Ireland's Child Care Institutions during the 20th. Century. Fo'T: The most vivid and passionate stories - banished babies, cruel orphanages, old abuses of power - have concerned things that went unnoticed, or at least unarticulated, at the time. News has often had to be redefined, not as the latest sensation but as that which everybody knew all along yet could not say.
Tuesday, October 31, 2006
Brothers should be contrite by Mary Raftery
Primo Levi, the Italian writer who gave us probably the most compelling account of life and death in a German concentration camp, told of a recurring nightmare common among inmates. He and his fellow sufferers at Auschwitz dreamt of a time in the future when they were free and were trying to tell people of the horrors in the camps, of the depths of depravity to which human beings are capable of sinking. Despite their desperate efforts to be heard, no one would listen or believe. They cried out and people turned their backs. And this is indeed what happened to Levi himself. For over 10 years, publisher after publisher rejected If This Is a Man, his memoir of Auschwitz. It is now of course an undisputed classic of 20th century literature.

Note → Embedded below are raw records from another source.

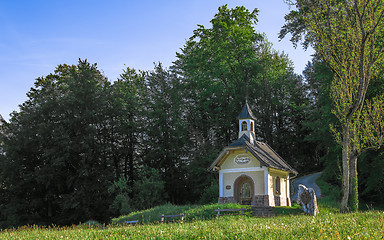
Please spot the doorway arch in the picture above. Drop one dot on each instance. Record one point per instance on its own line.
(244, 190)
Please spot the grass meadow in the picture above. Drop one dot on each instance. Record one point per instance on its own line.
(201, 223)
(329, 224)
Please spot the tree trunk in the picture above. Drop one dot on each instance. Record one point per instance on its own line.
(353, 183)
(345, 162)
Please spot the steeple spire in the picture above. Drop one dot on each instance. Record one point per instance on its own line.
(247, 123)
(246, 112)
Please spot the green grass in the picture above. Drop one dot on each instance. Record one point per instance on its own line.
(192, 212)
(201, 223)
(361, 225)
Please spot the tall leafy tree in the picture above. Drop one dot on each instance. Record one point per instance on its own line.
(165, 131)
(346, 34)
(55, 167)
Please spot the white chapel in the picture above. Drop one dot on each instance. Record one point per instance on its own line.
(251, 172)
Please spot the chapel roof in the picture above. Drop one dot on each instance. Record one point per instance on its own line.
(261, 151)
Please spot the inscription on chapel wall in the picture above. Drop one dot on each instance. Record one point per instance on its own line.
(242, 159)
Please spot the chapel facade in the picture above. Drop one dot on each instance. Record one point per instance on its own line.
(251, 172)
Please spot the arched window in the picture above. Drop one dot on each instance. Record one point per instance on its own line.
(277, 185)
(244, 126)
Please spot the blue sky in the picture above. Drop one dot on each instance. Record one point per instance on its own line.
(36, 36)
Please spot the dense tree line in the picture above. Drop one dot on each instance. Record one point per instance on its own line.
(82, 147)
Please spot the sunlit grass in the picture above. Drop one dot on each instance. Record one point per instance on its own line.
(362, 225)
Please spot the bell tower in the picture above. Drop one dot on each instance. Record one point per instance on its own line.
(247, 123)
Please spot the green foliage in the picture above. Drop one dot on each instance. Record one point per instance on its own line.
(362, 225)
(149, 190)
(192, 212)
(210, 194)
(122, 201)
(91, 224)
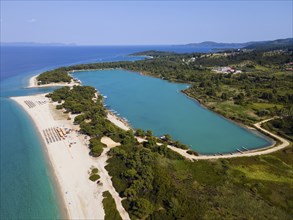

Last Tuesday, a remarkable book was launched in this country. As a manuscript, it lay undiscovered for almost half a century. Its author, Peter Tyrrell, had tragically committed suicide almost 40 years ago by setting himself alight on London's Hampstead Heath. Like Primo Levi, he was determined that people hear his tale of horror, and, like Levi, he was ignored and dismissed. Tyrrell is a rare phenomenon of post-Independence Ireland - he is a genuine hero. His memoir, Founded on Fear, was discovered recently by historian Diarmuid Whelan in the National Library among the papers of the late Senator Owen Sheehy-Skeffington.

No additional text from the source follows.